Vera watched Feareborne for a long moment. She wasn't measuring him--she had already done that--but she was trying to understand what it was about the word 'honor' that would inspire someone to risk themselves in such a way. To allow your children to risk themselves in such a way. She was raised to give her life to her family, to her country...not to honor. Honor was a concept she learned and eventually one that inspired her. Her own cause, this mission, had to do with honor, but there were other emotions, other values that swirled in the vacuum such a powerful concept left behind. Vera wasn't driven to succeed just by code or virtue. Vera hated her father nearly as much as he must have hated her. She was angry. And she was proud. So it was more than honor that brought her here, yet honor seemed to be all that kept him.
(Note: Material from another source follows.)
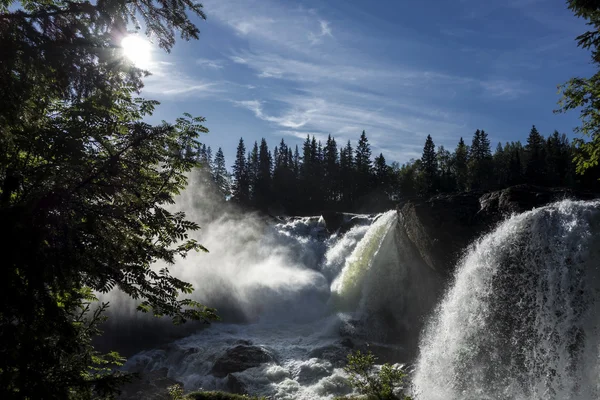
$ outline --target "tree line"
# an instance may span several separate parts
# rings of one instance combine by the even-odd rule
[[[338,148],[330,135],[325,145],[307,136],[301,149],[281,139],[271,151],[263,138],[246,150],[240,138],[229,174],[222,149],[213,160],[210,147],[203,145],[198,161],[205,179],[233,202],[290,214],[356,211],[391,201],[524,183],[600,189],[598,168],[577,174],[574,159],[579,150],[565,134],[555,131],[544,137],[535,126],[525,144],[498,143],[494,151],[484,130],[476,130],[470,144],[461,137],[452,152],[436,148],[429,135],[421,158],[403,165],[388,164],[383,154],[372,159],[365,131],[356,148],[350,141]]]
"You would simply do it for honor and no other reason? To give control to gods you do not know care much less can see because...it's something you were raised to do? There's nothing else that drives you, Master Feareborne?" Vera asked. She felt she was attacking him, but it was too late to take her questions back. He did not seem human. His attitude was something out of a dry legend, covered in the dust of heroics and old glory. Or perhaps she felt less honorable than she should have. Vera couldn't bring herself to smile again or make a lighthearted comment.
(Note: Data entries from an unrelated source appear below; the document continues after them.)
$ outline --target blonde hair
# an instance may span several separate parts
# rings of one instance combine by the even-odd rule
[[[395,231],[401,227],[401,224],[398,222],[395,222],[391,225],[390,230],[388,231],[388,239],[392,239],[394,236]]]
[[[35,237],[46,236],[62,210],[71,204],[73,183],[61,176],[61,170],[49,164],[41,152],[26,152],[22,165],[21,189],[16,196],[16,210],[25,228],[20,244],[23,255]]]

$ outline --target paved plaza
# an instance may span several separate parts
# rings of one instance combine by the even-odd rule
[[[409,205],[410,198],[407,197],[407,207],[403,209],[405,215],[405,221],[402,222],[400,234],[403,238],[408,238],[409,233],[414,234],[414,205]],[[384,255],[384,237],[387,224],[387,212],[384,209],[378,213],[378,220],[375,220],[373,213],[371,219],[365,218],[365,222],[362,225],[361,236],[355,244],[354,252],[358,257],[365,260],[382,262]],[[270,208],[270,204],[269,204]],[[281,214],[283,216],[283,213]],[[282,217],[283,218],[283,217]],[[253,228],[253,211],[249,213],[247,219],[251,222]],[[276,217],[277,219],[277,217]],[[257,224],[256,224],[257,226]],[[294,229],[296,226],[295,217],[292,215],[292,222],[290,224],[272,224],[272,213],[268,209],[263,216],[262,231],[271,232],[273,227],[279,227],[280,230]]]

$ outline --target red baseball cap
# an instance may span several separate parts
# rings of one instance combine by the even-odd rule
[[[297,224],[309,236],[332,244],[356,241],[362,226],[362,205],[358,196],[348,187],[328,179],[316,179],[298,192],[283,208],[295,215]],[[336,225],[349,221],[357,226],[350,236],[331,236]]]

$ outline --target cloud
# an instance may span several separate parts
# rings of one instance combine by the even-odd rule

It wasn't the demeanor an ambassador should have. She frowned and went quiet for a few moments. Was it any of her business, really, why he chose to help? It should have been good enough that he was willing. But the darker, logical half of her knew that the chances of dying on the road for Malondir were great. She would feel the weight of the deaths in her heart, no matter how quickly her feet moved afterward.
"I'm sorry, if I've offended you," she said. "One of the things I am often charged with as a White Rider is to seek out the truth of things...and I don't know if I understand your truth."